Is it any wonder that I forestalled the time, and was a day and a
night distant before inquiring friends discovered my flight? Is it any
wonder that the shrieking and swaying train seemed slow to me, for
already my spirit had folded its swift wings in the nest-like village
of Heartsease? I had, moreover, by this brilliant manoeuvre, left the
bitter cup of parting untasted--but nothing more serious than
this--and seemed to have won a whole day from the clutches of Time,
who deals them out so stingily to the expectant and impatient watcher.

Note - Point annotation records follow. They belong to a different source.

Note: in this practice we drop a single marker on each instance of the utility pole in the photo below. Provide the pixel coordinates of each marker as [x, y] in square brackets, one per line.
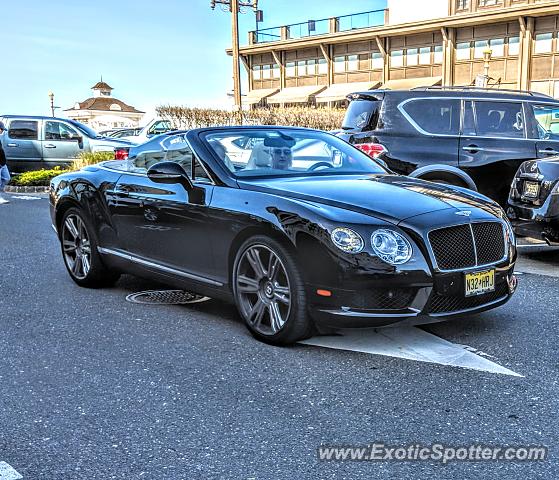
[234, 6]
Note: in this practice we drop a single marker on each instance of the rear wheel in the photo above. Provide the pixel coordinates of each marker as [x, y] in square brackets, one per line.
[79, 251]
[270, 293]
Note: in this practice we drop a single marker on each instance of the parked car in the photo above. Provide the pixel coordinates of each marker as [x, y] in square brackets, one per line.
[470, 137]
[33, 143]
[154, 127]
[534, 200]
[120, 132]
[337, 243]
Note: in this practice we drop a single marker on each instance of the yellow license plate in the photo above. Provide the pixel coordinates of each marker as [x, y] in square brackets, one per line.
[479, 283]
[531, 189]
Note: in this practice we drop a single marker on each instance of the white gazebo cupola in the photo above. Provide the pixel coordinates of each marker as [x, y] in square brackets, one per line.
[101, 89]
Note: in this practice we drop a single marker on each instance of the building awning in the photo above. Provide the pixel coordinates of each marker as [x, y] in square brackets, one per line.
[296, 94]
[407, 83]
[339, 91]
[256, 96]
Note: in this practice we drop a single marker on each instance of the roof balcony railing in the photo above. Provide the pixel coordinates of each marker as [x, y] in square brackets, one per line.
[324, 26]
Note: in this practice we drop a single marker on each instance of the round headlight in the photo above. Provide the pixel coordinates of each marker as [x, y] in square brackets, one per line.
[347, 240]
[391, 247]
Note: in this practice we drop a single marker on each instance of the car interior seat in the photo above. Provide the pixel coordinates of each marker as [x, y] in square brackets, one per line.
[259, 158]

San Francisco faces the sunrise, but there is a broad glittering bay
and a coast range with brawny bare shoulders between them: I sailed
over the flashing water, rode under the mountains and threaded three
tunnels before I began to realize that I was a fugitive from home. It
was midsummer; the car-windows were half open; whiffs of warm wind
blew in upon me scented with bay-leaves and sage. For a moment I
forgot Heartsease and the home of my youth, and turned tenderly to
take a last farewell of the beloved land of my adoption.